Initially, the first son had no interest in doing what his father asked, but eventually, he saw the truth of the request, and did what was right. But there was a second son. In Jesus’ day, it wasn’t that the Pharisees and Sadducees and priests hadn’t heard the truth of God. As a matter of fact, they had doggedly been following John the Baptist and Jesus since their ministries began. But the truth never quite settled into their lives. They were so caught up in the laws that they and their predecessors had created, that everything else seemed like heresy to them.
The second son was the one who said that he would obey, but never did.
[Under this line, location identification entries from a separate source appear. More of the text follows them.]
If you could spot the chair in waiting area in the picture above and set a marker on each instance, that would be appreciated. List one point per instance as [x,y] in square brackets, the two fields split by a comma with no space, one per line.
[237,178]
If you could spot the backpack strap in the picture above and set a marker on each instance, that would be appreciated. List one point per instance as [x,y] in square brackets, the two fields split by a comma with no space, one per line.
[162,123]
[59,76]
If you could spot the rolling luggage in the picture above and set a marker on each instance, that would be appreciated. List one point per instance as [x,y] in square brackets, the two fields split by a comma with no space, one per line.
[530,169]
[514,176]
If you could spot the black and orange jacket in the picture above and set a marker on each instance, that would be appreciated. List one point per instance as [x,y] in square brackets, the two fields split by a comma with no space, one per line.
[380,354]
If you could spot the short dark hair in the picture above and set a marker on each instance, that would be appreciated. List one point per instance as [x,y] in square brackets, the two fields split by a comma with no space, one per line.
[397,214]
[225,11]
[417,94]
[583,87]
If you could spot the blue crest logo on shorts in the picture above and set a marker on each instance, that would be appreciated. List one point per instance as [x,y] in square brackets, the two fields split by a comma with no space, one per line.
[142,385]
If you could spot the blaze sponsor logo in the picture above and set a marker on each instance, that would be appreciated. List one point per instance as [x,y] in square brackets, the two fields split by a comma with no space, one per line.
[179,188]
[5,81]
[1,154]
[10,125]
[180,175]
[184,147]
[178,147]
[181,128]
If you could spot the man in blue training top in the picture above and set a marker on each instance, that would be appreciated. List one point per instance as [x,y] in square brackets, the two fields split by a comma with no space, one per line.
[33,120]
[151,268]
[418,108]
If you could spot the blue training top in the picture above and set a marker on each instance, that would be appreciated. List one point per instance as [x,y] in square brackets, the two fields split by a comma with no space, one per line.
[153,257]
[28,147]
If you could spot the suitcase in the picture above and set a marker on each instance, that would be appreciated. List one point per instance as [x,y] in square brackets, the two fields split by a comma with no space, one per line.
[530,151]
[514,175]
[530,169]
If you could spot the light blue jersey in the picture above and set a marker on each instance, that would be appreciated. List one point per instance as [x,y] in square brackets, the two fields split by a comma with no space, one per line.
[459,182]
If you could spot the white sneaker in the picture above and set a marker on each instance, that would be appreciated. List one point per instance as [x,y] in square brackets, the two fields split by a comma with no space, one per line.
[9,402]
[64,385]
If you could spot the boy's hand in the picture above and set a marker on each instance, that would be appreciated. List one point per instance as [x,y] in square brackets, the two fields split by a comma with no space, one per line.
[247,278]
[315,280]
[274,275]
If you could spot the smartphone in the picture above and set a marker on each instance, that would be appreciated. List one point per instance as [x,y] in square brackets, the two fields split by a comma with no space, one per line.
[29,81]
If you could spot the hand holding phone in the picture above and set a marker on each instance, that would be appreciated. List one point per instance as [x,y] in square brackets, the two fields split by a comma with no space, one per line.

In our day, these are the people who talk a good faith, but live a very secular existence. God’s way - the way that Jesus, and John the Baptist, and the disciples, and Paul, and the apostles proclaimed – seldom fits with the ways that make earthly sense, and for some folks, their common sense must take precedence over the unusual and uncommon ways of the Lord.
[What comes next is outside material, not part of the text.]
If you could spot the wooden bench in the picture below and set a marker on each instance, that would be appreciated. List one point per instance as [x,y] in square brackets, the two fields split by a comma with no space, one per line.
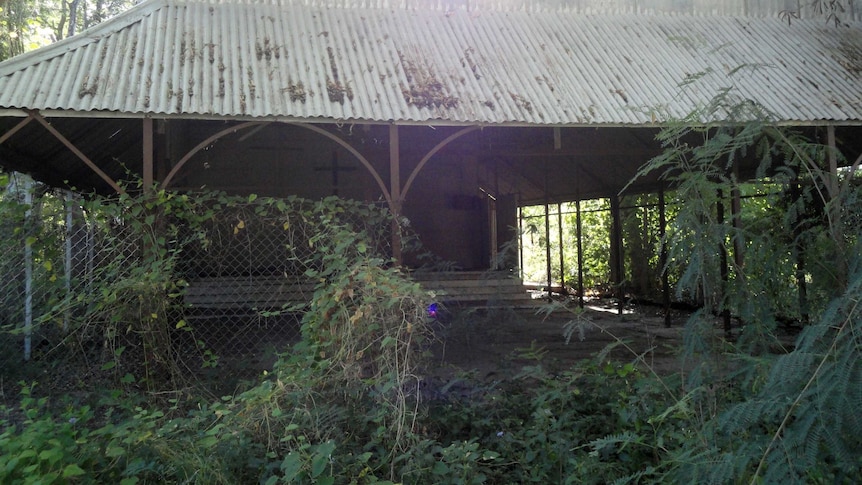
[246,292]
[471,288]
When Satan came to Jesus after the Lord had been fasting and praying for many days in the wilderness (Matthew 4:1-11), he used scripture to try to get Jesus to leave the way of the Father, and to begin following and obeying the dark way. Of course, he did it by adding a word, or by leaving one out, or by taking the word of God out of context.
And this is what some do even today. “Apparent” knowledge of scripture makes their cultural adaptations of the word seem reasonable! And yet, they, too, are this “second son”. These are the ones who will say “Scripture is OK, except for a few passages and concepts, but we’ll rewrite them and bring them up to date for you.” Doesn’t this sound like a 21st century version of “I’ll gladly do whatever you say”, but never actually does?
Read Matthew 21:31b-32
Neither of these “sons” were perfect! One hesitated to do what the father asked, and even questioned the validity of the request, even though he eventually did go and do what was right. And the other, even though he acted and spoke as though he agreed with the father, he refused to follow up on his words. Neither one of them perfectly obeyed the father, but the important difference between them is that the first turned his life around – he “repented” of his denial of the father’s desire. He changed the brokenness in the relationship that they had, from demanding that his own understanding take first importance in his life, to surrendering his ways and letting the wishes and authority of his father to take the lead for him.
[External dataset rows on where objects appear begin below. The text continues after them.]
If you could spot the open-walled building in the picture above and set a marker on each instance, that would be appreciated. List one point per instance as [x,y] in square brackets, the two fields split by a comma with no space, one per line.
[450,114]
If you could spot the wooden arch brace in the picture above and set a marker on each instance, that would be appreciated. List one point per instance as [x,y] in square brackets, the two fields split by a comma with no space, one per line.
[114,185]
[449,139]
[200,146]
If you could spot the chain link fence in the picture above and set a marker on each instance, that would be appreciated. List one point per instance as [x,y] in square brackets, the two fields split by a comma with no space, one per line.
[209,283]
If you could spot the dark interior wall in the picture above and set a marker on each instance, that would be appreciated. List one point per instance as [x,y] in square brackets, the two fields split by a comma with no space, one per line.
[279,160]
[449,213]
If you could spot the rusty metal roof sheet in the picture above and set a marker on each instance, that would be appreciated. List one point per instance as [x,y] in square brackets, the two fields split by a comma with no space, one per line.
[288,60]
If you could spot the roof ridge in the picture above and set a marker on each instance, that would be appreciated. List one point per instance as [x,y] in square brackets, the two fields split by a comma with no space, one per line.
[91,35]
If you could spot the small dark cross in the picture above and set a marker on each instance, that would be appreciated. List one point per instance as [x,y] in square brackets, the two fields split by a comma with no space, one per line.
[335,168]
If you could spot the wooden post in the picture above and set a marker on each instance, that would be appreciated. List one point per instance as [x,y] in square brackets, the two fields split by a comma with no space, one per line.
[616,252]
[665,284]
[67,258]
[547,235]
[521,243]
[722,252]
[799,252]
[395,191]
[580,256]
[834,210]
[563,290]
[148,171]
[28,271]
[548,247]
Jesus was telling these learned men that even though they had heard the truth, and saw how others had accepted it, and how they let it change their lives, they still held out in their own way and understanding. And all who refuse to accept “the way, and the truth, and the life” of Jesus Christ, (John 14:6-7) the life that is only available by faith and obedience in him, will miss out on the greatest relationship, the gift of righteousness, and the presence of God’s glory for eternity.
We can never let pride of “self” keep usfrom living a life of righteousness and truth with the only one who can bring forgiveness, cleanliness, and perfection to our less than perfect lives. And when we make our choice for Jesus, he will turn our failures into victory. And that is a choice we can live with forever!